15 September 2006

The Plot/Action Calendar

I've been talking in various forums about the new technique that I've started using to prepare for writing Security & Exchange for NaNoWriMo this year, so I thought I'd give a little sample of what the mapping on this calendar looks like. First, let me tell a little about S&E for those who haven't heard what I'm doing this year.

Security & Exchange is a first person narrative Detective mystery set in Seattle and other locations during the month of November 2006. I will be blogging the entire novel at Security & Exchange during November, and each day's entry will be the detective's narrative that is associated with that day, what has happened on his case, what he's experiencing, etc. This creates several challenges. First, detective stories often (dare I say usually) take place in a very short period of time. This is so you can keep the action consolidated (an old Greek theater term called Unity of Time, Place, and Action). So one of my challenges is to keep the action moving and interesting over a full month without such great conventions as "a week later I found out..."

In order to facilitate this, I have to consider what else is going on in my detective's life. As he progresses forward through the month and his investigation, he also progresses through the final phases of heart disease that is killing him. Periodically through the month he jumps backward through the decades of his life, reviewing scenes that become strangely relevant to the investigation and the culmination of his life.

In order to cope with the unique challenges of this novel, I need to keep track of a lot of surrounding data that is not necessarily in the direct storyline. In order to do that, I've created an Excel spreadsheet that charts the days of the month across the columns, and all the characters who appear in my story in the rows. For every day, there is some entry that tells what is happening to that character on that day. Here is a two-day cut from my spreadsheet.



Feel free to comment on this and to use the concept if you think it will help in planning your story. What I divide up in days you could map to hours if your novel takes place in a shorter period, or months if it takes place over a longer period. It is especially useful if you are trying to make sure that two characters can get to the same place at the same time for an interaction.

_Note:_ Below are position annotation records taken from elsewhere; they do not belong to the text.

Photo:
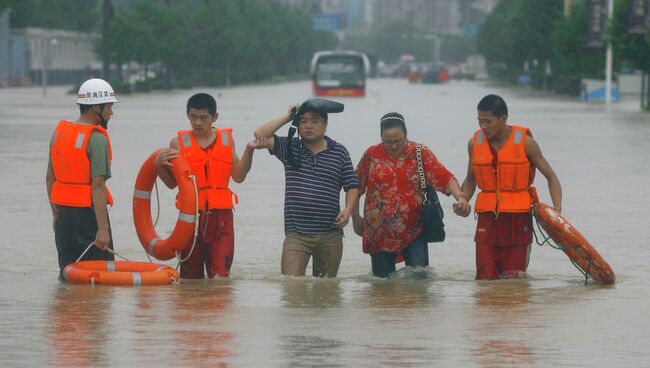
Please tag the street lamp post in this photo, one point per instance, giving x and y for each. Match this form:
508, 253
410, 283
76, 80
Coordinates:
50, 44
608, 57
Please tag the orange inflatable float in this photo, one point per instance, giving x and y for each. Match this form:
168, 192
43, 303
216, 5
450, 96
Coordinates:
119, 273
582, 254
184, 231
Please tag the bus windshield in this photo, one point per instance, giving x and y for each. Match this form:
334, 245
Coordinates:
340, 71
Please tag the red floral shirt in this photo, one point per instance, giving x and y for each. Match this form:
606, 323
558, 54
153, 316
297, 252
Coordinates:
393, 196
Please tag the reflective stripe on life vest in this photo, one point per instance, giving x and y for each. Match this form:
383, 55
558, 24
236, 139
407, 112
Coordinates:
506, 187
212, 168
71, 165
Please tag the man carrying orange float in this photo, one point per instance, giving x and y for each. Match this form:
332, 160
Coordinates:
502, 162
79, 165
211, 155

It also helps me to highlight visually in the spreadsheet what parts of this action are being exposed to the reader in the narrative, what parts are being exposed to the narrator that he's not passing on to the reader yet, and what parts of the action the narrator hasn't discovered yet. It is possible that I will be able to impart clues to the reader, as well, that have not surfaced in the MCs mind, but that can be deduced by the clever reader. We'll all know how well this works when November 30 rolls around.